Sarund Mata temple, also known as Saroond Mata and chilay mata, is located in Sarund village  near Kotputli on Neem ka thana to Kotputli highway, in the Indian state of Rajasthan.

Though the whole of Rajasthan is full of temples and places of folk deities, but every year in Chaitra and Shardiya Navaratri, there is a large crowd of devotees here.  Thousands of devotees come from every corner of the country, including Rajasthan, to visit the mother.  This temple of Mahabharat time is situated on a arawali hill in village Sarund.  Which one has to climb 284 stairs to reach.  The idol of the mother in the temple installed by the Pandavas during their hidden period. The idol of the Chilay Devi Maa installed in the temple is a form of the total goddess of the Pandavas and their dynasty Tanwar or Tomar Rajput, People from Tanwar Rajput society worship Maa Surund as Kuldevi.

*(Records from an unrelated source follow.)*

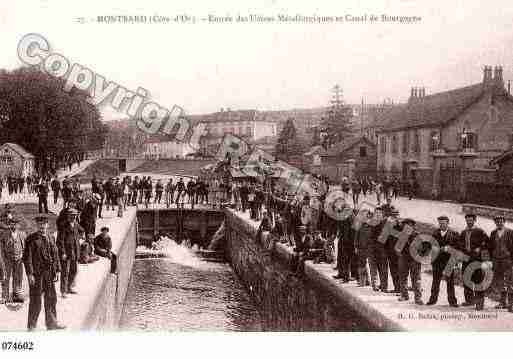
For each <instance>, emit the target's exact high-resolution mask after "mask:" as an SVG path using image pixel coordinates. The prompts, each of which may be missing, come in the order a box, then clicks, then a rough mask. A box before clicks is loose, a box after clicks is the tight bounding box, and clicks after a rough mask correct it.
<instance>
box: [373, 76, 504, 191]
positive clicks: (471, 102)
mask: <svg viewBox="0 0 513 359" xmlns="http://www.w3.org/2000/svg"><path fill="white" fill-rule="evenodd" d="M502 73H503V69H502V67H500V66H496V67H495V68H492V67H491V66H485V67H484V69H483V78H482V81H480V82H478V83H475V84H472V85H469V86H465V87H462V88H457V89H454V90H450V91H445V92H439V93H434V94H426V90H425V89H424V88H412V89H411V93H410V98H409V100H408V102H407V103H406V104H402V105H396V106H394V107H392V108H390V109H389V110H388V111H385V112H383V113H382V114H380V119H379V120H380V122H381V123H382V124H383V126H382V127H381V128H380V130H379V131H378V132H377V142H378V143H377V146H378V147H377V171H378V176H379V177H382V178H385V177H396V178H400V179H403V180H406V179H408V178H411V177H415V178H416V179H417V181H418V183H419V185H420V193H419V194H420V195H421V196H424V197H435V198H444V199H460V200H461V199H464V198H465V193H466V190H465V188H466V183H467V182H468V181H470V180H472V181H481V182H486V181H492V180H493V178H494V177H495V169H494V168H493V167H492V166H491V165H490V164H491V161H492V160H493V159H494V158H496V157H497V156H499V155H500V154H502V153H504V151H506V150H508V149H510V148H511V145H512V133H513V97H512V96H511V95H510V93H509V89H508V90H506V89H505V88H504V80H503V75H502Z"/></svg>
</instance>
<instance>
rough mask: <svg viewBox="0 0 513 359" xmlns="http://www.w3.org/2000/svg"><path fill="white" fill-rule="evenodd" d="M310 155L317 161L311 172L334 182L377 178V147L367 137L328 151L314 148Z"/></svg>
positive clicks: (349, 140)
mask: <svg viewBox="0 0 513 359" xmlns="http://www.w3.org/2000/svg"><path fill="white" fill-rule="evenodd" d="M310 153H312V154H313V155H314V158H315V159H316V160H314V161H313V163H312V165H311V166H310V171H311V172H313V173H319V174H323V175H326V176H327V177H329V178H330V179H332V180H334V181H340V179H341V178H343V177H348V178H350V179H352V178H354V177H357V178H363V177H371V178H375V176H376V145H375V144H374V143H373V142H372V141H371V140H370V139H368V138H367V137H366V136H354V137H350V138H347V139H345V140H343V141H341V142H339V143H336V144H335V145H333V146H332V147H331V148H329V149H327V150H324V149H322V147H321V149H320V150H316V148H313V149H312V150H310ZM305 157H307V154H305Z"/></svg>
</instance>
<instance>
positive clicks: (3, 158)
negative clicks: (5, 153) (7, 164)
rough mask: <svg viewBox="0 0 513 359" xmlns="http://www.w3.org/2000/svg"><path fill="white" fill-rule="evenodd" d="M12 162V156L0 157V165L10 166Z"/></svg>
mask: <svg viewBox="0 0 513 359" xmlns="http://www.w3.org/2000/svg"><path fill="white" fill-rule="evenodd" d="M12 161H13V159H12V156H8V155H2V156H0V163H6V164H10V163H12Z"/></svg>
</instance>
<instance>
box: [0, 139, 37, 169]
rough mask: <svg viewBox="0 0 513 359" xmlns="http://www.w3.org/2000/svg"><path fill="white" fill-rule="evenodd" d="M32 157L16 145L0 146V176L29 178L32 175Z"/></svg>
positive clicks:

The idol is installed in a cave

Legend has it that in the 16th century, the Mughal emperor Akbar brought a stock of liquor on camels after hearing that the idol of the mother idol was consumed. But each time halfway up the temple, the wines kept on camels used to be empty.  Seeing this, the Mughal emperor Akbar had to bow down.  After this, Akbar got the temple renovated.  The idol is situated in a cave on the hill.  To reach it, one has to pass through seven gates.  Earlier there used to be only one gate.  While the remaining six gates are Mughal carpet.  It is said that these gates were built by Akbar.  This trend continued even during Aurangzeb.

The Mother's Footprint

It is believed that in the night time, Mata Rani travels on a lion herself.  During the ascent of the temple, the footprint of the mother comes halfway while the parikrama of the temple is located as 52 Bhaironu, 56 Kalwa, 64 Yogini, 9 Narasimha and 5 Pir Kshetrapal according to the priests.  Apart from this, the historical temple of Hanuman ji is also located in the middle of the 500 year old stepwell, umbrella and cave.

Fills a three-day fair

A three-day fair fills here from Saptami of Navratri to Navami.  Also, Jagran is also done on the night of Saptami.  This time Jagran will happen on Saturday night.  Apart from this, Jagran is also organized on Shukla Ashtami of every month. The annual festival of the temple is held every year for four consecutive days from Vaishakh Shukla Shashti to Navami.